I remember going literally nuts with Christmas decorations on my first visit to Sweden. Until then our trees were adorned with red and often silver baubles and a few other things, but what I saw in Sweden opened a whole world of magic that had been lost since my childhood. Little red ‘tomte’ (a mythical creature from Scandinavian folklore associated with the Christmas season), straw goats of all sizes, little bells, beautiful decorations made of wood and textiles… I really thought I’d died and gone to heaven. I had a hard time not buying everything I came across. My husband to be was quite alarmed. Lately I have developed a liking for glass baubles. So these days my Christmas trees are now a mix of cultures with my hand made-by-me-little angel on the top. It is funny how we become attached to our decorations. This little angel is my most cherished and I used a loo roll to make it!
I love Christmas carols too. They often bring me to tears, especially Little Donkey because I often used to sing it to my youngest son when he went to bed.
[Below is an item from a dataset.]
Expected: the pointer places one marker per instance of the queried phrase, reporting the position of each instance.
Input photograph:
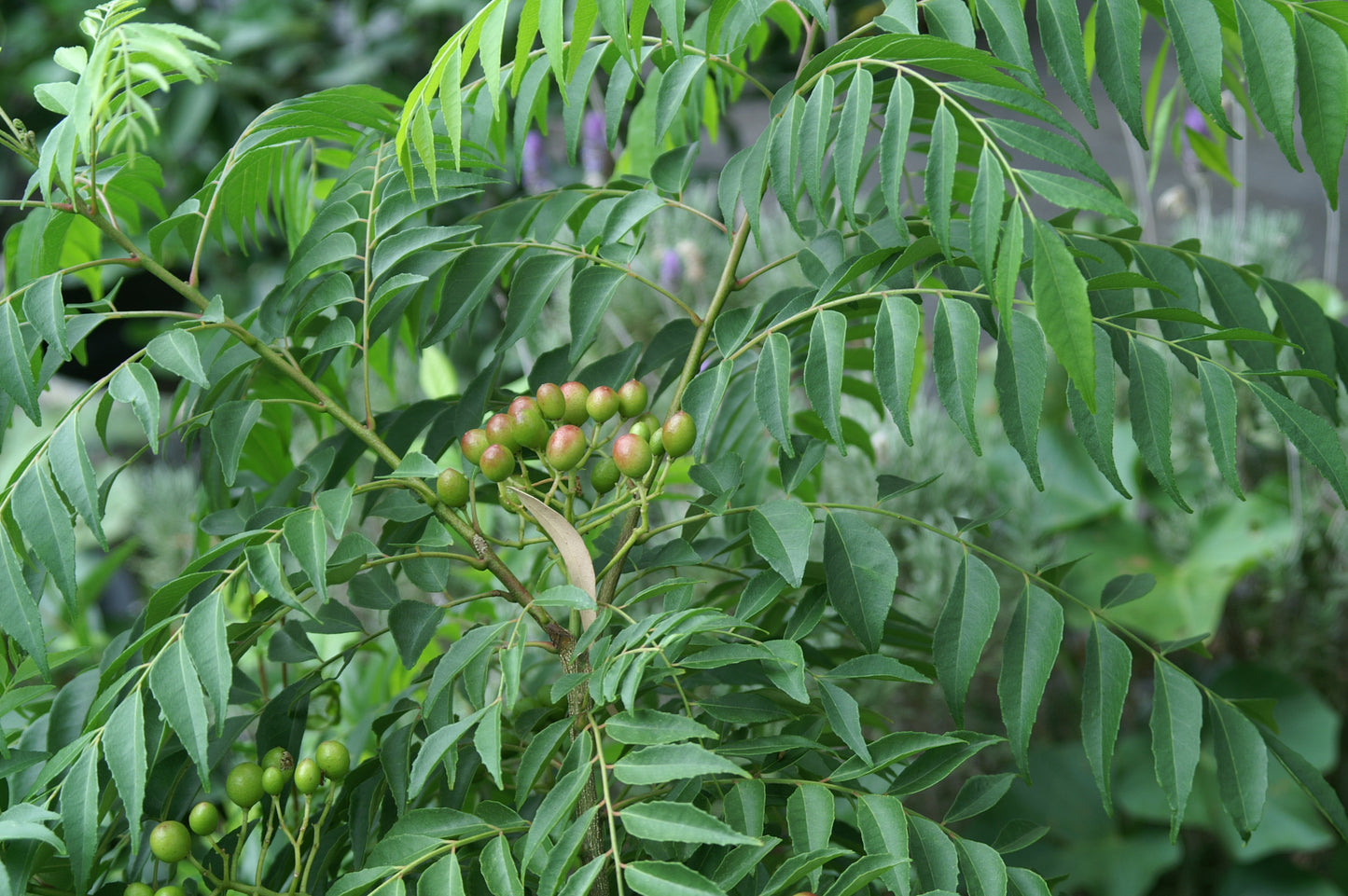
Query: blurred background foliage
(1265, 580)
Nowadays I still celebrate Christmas on the 24th. We have a great Swedish ham cooked by my eldest son and wonderful Danish delicacies made by my partner who is from Denmark. He has introduced me to glögg – a bit like gluhwein, but better in my opinion – which we drink throughout December. A bit decadent I know, but I love it so any excuse is a good one. If you would like to make some of this delicious sweet spicy mulled wine, see the recipe below. The Danes have ‘risalamande’ for dessert. It is basically a rice pudding with lots of crushed almonds and whipped cream. They serve it with a warm cherry sauce. Among all these crushed almonds there is a whole one. The one who finds it while chewing, of course, gets a present.
Since my sons were very young we have invited a couple of friends who have daughters of more or less the same age. They still come and it is such a joy to be together, to eat the lovely food, to talk about the year, to laugh about silly things, to share and be merry.
Happy Christmas to you all.
Almonds and raisins are always placed in the bottom of the glass before the glögg is added. It is usually served in quite small glasses in Sweden, partly because many Swedes are often staggering from one glögg party to another! Best made a week in advance to give the flavours time to develop. Great served with gingersnap biscuits.This recipe comes from the Swedish Food website.
75 ml (5 tbsp)vodka
2 cinnamon sticks
2-3 pieces of dried ginger (see photo above)
1 tsp cardamom pods
3-4 pieces of dried Seville orange (bitter orange) peel
½ tbsp raisins (optional)
1 bottle of red wine, any will do
110 g (½ cup) caster (superfine) sugar
1 tsp vanilla sugar
2 tbsp raisins
10-20 almonds, blanched and peeled
How to prepare
Pour the vodka into a small jar. Add the cinnamon, cloves, ginger, orange peel, cardamom and raisins (optional). Cover and leave to infuse for at least a day, preferably a week.
Pour the vodka and spices into a saucepan and add the wine and sugars. Stir and heat until the sugar is dissolved and the mixture is hot but not boiling, about 80ºC (175ºF).
Leave to cool and then sieve, to remove the spices, and pour into sterilised bottles* and keep until required.
Heat gently before serving, but don’t let it boil.
Place 2 or 3 raisins and 2 or 3 almonds in the bottom of each glass and top up with glögg.